The matriarch of my family was the glue that held us all together. She was our “relationship facilitator.” If there was something I needed to talk to my other family members about, she would say, “Don’t worry about it. I’ll handle it.” I very rarely needed to have any conversation – let alone important ones that define relationships – with any of them because she’d do it for me.  

Then one day, when I was 32, she was gone. Within a matter of weeks, I realized that scarcity and poverty abounded because I had spent years sleeping and slumbering when it came to various family relationships. Weeds had overtaken the vineyard and I didn’t know how to be a daughter/sister/niece/granddaughter without my mother to facilitate. The walls were in disrepair specifically regarding one particular relationship. I felt helpless. And eventually I felt angry. I didn’t even know where to begin.

So I chose not to begin at all. There was a stretch of time that I was so unhappy that the awkward tension in the room was palpable when I was with the person. I was miserable and unpleasant and it made for very awkward family birthday parties and holidays.

I couldn’t stand it anymore.  At age 36, I had to make a decision: Either fester in resentment for the rest of my life or begin pulling weeds and create the relationship that I wanted. The pain of staying the same had finally become more difficult than the pain of changing.

So, little by little, I made steps toward fixing the disrepair. Some of the weeds were harder to pull than others. The difficult weeds included altering my unrealistic expectations, choosing not to be stubborn, and adjusting the perpetual “thirteen year old girl attitude” I seemed to be stuck in. But the actual rebuilding of the wall was remarkably easier than I anticipated! I began making regular phone calls when I didn’t want to, sending texts regarding times of baseball games and band concerts in spite of what I thought the answer would be, having difficult conversations even though I knew I’d cry, and scheduling time together to just hang out.

The relationship is far from perfect.

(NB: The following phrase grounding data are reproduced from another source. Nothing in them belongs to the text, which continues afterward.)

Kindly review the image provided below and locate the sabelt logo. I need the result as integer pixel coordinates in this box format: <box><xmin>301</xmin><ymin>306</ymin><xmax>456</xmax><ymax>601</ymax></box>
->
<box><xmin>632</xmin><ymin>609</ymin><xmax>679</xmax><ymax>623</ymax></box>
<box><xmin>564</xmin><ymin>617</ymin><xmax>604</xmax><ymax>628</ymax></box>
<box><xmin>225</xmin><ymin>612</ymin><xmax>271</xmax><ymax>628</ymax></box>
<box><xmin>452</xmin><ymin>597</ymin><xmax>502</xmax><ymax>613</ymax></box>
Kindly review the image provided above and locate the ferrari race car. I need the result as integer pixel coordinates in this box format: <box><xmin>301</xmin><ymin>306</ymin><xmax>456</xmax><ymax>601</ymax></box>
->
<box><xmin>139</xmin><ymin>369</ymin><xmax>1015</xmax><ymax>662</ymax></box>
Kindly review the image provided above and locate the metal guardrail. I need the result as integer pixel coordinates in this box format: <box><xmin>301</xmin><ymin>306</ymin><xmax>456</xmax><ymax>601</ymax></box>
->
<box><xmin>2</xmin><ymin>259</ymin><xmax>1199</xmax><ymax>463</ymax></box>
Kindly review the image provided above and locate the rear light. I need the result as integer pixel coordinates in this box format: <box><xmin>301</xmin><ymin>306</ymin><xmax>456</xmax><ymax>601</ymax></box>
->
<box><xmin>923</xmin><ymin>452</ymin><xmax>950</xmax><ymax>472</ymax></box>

I still have some things that I need to decide what I’m going to do about. But I’m tending to the vineyard of our relationship more diligently now. And the difficulty of the hard work of rebuilding serves as a vivid reminder to be careful not to not let this happen again in the other areas of my life.   

Now it’s your turn: What little weeds can you pull today in an effort to begin changing the areas of your life that have gotten to a place of scarcity and poverty? I’ll be praying that the Lord will give you the strength to make the necessary steps toward weeding and rebuilding this week!